You don’t need to have your life together at Christmas

December 9, 2024

A reflection by Ashleigh, CatholicCare Community Outreach Manager

The pressure is real to have your life together at Christmas. It’s the most wonderful time of the year, after all, with the kids jingle belling and everyone telling you, “Be of good cheer!”

Adopt your most cheerful demeanour at all times. Be merry and bright, even if you haven’t slept for a week. Make Christmas “magical” for your children, but when the relatives arrive, ensure there is no mess or evidence that children inhabit the dwelling. And when the children are overtired and on a sugar high at 4pm, apologise profusely to the great aunt when they don’t farewell her properly or express enough gratitude for her gift.

I’ll never forget Christmas Eve last year. The three kids were dressed and ready for the Children’s Mass at 5pm. The twins had napped, so I was hopeful that we would make it through Mass without any major meltdowns. The day had gone as well as possible with three young children. That was until I heard some wailing from the trampoline… followed by blood, tears and the contemplation of a trip to the Emergency Department (spoiler – no hospital trip was needed and the three-year-old was fine).

Our Christmas Eve plans were cancelled, and I was devasted. On any other day of the year, I would not have reacted like this to an injured child. I’ve accepted that injuries and sickness are part and parcel of life with children. But when it happened on Christmas Eve, it hit differently. I felt robbed of the magic of Christmas as I spent the night tending to my child…

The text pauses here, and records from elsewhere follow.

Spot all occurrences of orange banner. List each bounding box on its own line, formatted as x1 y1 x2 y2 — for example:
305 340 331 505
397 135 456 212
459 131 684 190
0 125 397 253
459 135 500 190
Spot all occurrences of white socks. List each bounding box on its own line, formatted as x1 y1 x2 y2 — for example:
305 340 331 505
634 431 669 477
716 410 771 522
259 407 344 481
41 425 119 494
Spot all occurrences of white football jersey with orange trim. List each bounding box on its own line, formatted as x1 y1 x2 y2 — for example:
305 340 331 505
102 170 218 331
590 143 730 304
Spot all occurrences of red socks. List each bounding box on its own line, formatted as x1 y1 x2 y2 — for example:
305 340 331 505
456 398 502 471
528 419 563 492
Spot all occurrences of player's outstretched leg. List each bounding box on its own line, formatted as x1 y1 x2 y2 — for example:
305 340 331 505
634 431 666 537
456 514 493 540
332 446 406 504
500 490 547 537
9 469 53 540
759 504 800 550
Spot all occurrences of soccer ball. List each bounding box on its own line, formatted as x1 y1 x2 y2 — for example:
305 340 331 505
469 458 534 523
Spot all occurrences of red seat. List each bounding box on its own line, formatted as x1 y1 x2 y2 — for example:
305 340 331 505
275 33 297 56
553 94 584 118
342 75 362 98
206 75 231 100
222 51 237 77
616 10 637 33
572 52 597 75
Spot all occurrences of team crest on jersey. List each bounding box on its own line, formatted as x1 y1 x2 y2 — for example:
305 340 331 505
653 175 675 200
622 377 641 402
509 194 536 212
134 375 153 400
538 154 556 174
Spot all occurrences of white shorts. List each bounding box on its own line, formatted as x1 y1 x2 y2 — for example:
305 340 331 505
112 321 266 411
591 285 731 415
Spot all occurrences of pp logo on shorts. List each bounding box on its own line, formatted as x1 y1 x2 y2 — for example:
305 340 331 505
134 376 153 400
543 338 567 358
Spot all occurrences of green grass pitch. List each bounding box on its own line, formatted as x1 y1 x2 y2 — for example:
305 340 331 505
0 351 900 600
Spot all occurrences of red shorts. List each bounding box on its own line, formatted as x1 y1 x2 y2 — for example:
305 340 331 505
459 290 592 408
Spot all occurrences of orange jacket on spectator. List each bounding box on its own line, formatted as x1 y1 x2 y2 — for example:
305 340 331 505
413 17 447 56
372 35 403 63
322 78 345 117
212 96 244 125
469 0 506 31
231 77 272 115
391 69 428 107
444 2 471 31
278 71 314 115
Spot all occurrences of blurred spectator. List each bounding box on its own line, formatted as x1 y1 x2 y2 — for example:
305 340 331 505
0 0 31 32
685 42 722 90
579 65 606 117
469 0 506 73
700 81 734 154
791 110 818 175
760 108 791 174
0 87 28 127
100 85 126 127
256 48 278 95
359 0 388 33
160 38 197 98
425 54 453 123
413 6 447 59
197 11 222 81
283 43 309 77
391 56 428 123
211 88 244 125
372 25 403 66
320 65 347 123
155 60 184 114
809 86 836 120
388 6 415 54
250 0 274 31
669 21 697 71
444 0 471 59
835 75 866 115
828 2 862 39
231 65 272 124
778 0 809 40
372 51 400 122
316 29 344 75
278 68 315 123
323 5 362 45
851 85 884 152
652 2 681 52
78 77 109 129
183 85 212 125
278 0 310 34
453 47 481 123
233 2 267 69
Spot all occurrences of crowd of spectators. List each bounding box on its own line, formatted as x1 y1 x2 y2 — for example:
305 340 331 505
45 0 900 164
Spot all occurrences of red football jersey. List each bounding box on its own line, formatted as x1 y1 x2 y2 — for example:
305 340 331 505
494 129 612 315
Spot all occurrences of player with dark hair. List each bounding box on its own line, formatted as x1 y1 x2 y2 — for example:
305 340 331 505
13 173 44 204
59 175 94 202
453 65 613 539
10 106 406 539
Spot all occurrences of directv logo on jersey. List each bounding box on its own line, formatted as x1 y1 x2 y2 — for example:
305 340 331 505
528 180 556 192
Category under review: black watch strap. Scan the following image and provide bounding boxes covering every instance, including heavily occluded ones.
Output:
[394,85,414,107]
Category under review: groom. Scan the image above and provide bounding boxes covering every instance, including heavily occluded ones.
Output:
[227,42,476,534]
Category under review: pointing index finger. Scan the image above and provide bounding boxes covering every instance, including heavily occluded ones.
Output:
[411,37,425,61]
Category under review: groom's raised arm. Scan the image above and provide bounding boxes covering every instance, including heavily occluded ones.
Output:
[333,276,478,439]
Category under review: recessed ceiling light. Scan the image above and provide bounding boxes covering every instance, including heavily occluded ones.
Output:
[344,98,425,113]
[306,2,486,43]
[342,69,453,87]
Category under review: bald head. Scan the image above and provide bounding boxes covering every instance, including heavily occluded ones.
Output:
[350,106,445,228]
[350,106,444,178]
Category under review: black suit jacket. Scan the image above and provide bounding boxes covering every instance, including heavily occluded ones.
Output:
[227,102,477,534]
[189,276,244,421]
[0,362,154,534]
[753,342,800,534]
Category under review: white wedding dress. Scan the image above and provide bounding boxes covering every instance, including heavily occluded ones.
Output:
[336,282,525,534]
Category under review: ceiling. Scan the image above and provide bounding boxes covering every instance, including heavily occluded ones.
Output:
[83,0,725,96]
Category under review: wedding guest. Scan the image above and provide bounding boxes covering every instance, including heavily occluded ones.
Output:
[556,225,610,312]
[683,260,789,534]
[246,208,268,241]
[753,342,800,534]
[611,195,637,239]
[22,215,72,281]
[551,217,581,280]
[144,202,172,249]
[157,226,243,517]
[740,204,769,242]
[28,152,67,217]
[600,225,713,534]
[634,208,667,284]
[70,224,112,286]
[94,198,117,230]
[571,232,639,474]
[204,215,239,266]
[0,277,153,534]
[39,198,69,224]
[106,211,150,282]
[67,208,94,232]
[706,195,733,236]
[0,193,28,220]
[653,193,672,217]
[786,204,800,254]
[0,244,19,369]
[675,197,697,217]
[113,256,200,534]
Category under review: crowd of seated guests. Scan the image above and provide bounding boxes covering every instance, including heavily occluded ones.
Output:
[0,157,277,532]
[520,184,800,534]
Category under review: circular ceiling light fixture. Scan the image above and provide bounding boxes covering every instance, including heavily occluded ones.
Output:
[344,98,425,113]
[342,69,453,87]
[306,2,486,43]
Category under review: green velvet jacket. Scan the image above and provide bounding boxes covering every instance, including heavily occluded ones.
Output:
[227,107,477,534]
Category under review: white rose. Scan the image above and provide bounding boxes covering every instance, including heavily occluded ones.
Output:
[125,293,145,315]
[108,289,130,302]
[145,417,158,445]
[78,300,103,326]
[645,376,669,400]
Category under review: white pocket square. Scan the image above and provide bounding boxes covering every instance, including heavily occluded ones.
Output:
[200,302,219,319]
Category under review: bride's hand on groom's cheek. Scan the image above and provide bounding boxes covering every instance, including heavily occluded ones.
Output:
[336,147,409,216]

It’s ironic, really. It’s ironic that Christmas didn’t feel like Christmas when, for the first time, I didn’t spend it celebrating. I spent the night doing the closest thing to what Mary would have done that night Jesus was born. I can’t claim to know what it is like giving birth in a remote location devoid of support and surrounded by cattle. I can’t claim to know the fear that Mary would have felt, not to mention the weight of responsibility as she brought the Son of God into the world. I wonder, did Mary feel guilty for not finding a more suitable birth location? I ponder the intense emotions that Mary would have experienced that night, and I can’t imagine she’d have felt like she “had it all together.”

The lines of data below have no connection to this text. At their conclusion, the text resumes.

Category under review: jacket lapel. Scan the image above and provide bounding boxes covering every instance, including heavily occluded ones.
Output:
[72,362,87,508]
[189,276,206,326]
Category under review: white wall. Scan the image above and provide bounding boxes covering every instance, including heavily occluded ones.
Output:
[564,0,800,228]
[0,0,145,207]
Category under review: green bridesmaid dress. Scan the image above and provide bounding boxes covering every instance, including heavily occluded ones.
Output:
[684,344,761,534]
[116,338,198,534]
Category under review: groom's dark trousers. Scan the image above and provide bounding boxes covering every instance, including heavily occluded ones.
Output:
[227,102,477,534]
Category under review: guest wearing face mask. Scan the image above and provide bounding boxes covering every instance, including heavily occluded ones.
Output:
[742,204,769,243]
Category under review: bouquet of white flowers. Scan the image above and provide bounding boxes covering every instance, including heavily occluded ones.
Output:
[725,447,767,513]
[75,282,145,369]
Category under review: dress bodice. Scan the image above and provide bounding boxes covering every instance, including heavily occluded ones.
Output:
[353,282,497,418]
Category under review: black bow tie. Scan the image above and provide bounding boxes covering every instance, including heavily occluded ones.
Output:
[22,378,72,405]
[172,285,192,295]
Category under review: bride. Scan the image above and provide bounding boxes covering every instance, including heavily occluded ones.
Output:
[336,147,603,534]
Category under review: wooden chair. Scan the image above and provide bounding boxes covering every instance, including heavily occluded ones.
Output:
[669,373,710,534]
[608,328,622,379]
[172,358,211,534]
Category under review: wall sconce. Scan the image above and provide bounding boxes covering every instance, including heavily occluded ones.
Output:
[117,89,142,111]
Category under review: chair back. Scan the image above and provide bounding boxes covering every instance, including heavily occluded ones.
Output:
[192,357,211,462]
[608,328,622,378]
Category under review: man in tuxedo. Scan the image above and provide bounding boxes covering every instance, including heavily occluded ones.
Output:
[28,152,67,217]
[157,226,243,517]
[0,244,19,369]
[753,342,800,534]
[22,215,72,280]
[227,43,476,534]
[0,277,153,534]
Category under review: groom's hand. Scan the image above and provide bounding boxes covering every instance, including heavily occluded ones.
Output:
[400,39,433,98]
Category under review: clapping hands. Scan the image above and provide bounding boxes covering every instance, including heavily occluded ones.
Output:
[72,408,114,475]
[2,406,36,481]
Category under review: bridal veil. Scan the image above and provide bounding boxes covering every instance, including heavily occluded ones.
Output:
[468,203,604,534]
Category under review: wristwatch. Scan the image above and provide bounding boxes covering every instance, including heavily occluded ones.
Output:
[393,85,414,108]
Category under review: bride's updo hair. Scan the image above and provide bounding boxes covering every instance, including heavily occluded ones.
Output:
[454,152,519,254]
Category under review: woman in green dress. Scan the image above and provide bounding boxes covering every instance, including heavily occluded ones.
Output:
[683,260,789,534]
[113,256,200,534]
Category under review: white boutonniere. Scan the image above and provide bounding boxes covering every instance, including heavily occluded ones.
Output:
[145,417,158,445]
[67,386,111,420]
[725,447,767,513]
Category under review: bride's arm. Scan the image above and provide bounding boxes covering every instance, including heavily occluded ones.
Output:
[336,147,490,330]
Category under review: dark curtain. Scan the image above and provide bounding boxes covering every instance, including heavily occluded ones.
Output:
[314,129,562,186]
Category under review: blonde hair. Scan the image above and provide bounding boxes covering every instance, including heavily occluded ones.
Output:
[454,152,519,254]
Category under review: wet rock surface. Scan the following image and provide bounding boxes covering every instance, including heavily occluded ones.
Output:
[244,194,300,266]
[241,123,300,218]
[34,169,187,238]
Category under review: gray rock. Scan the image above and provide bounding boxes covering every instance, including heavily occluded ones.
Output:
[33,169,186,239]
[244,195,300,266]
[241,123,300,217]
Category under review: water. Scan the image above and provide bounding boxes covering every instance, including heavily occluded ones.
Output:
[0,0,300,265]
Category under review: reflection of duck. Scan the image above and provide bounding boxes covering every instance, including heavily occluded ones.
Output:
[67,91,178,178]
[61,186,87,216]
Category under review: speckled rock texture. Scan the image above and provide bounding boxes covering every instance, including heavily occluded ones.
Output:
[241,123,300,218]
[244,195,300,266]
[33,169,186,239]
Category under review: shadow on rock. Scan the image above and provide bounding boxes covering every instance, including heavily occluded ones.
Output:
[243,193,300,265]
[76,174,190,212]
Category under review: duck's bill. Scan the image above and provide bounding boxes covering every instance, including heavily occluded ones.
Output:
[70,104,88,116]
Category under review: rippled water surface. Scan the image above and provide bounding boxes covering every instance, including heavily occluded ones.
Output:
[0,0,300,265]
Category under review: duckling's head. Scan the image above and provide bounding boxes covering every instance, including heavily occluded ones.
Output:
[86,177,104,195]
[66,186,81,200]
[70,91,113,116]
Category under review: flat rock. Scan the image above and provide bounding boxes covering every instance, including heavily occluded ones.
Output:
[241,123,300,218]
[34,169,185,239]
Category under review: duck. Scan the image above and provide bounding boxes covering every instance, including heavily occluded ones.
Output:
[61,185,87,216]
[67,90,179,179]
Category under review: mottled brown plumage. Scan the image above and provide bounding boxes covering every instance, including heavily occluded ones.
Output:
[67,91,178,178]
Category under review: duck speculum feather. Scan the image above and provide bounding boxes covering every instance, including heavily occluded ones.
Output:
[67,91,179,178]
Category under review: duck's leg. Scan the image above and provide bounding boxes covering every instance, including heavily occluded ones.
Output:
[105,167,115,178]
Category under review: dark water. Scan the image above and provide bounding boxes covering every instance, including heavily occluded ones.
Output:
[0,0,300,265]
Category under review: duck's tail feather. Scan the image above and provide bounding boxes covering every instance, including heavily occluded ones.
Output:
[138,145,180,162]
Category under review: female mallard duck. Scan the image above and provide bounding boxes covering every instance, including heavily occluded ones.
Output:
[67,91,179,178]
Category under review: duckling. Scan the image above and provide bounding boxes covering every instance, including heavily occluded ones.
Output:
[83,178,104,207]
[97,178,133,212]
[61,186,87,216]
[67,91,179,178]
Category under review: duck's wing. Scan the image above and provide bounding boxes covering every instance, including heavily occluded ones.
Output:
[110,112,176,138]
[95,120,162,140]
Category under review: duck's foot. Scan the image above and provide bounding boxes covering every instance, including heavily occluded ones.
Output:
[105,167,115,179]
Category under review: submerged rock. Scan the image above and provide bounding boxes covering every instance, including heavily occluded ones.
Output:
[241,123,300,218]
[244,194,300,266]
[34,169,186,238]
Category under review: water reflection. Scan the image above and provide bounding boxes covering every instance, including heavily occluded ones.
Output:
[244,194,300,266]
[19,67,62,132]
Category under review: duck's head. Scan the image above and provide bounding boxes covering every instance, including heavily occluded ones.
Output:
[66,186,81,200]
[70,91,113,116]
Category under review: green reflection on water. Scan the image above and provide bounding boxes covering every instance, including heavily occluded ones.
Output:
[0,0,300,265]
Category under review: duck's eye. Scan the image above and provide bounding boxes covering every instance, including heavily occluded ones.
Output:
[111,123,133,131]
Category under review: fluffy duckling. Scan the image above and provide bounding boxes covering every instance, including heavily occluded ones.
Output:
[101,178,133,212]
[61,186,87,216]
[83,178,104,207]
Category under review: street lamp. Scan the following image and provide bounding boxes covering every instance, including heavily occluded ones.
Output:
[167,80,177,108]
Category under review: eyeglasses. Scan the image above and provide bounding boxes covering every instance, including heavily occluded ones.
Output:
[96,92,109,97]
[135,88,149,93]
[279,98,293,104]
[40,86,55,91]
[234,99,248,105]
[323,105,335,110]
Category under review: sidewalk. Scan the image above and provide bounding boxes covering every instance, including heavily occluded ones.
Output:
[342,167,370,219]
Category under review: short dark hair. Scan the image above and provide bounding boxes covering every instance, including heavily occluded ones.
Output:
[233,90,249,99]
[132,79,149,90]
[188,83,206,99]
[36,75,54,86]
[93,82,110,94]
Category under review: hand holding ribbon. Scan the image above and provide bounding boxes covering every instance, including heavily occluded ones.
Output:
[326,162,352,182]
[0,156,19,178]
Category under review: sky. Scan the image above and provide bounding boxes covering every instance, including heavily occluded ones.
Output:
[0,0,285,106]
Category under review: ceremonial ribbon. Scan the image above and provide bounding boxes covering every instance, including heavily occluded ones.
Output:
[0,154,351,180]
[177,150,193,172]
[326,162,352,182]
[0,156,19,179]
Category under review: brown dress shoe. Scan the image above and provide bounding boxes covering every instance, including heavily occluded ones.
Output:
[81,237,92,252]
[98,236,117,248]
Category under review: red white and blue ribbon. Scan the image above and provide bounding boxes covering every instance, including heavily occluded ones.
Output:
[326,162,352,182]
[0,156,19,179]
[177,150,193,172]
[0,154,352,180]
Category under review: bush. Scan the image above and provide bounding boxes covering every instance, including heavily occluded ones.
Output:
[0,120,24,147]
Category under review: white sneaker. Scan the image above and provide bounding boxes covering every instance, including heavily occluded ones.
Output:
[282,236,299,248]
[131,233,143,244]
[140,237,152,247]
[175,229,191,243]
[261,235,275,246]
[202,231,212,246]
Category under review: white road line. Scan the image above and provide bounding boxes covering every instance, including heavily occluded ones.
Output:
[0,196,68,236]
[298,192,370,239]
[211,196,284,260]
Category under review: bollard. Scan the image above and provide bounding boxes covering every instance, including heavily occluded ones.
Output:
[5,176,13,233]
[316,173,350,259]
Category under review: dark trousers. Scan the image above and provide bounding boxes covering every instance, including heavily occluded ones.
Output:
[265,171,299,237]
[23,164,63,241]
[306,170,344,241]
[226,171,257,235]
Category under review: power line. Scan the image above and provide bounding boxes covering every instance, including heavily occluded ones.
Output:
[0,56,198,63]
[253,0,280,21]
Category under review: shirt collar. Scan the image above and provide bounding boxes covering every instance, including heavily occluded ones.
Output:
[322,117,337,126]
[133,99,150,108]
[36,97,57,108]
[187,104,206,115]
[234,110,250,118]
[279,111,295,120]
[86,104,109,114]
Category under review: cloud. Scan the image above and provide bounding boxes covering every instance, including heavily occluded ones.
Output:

The birth of Jesus was messy, beautiful, complicated and extraordinary. When God sent His Son to the world, He embraced the full human experience, which, funnily enough, was not a perfect one. Why do we place such tremendous pressure on ourselves to create the “perfect” celebration of Jesus’ birth?

Perhaps embracing those pangs of sadness as we sit under the beautiful lights of the Christmas tree is the closest we will get to an authentic experience of Christmas. Perhaps embracing it all – the beauty, the mess, the complicated family dynamic, the delicious feast, the challenging relative and the sweet sound of carols – is the most apt way of marking Jesus’ birth.

The pressure is real to have it all together at Christmas. Yet no one in the history of the world, not even Mary, has had their life together at Christmas.

If your Christmas this year is peppered with tears, an unexpected turn of events or difficult emotions, cast your burdens on Jesus knowing that He has walked the path before you.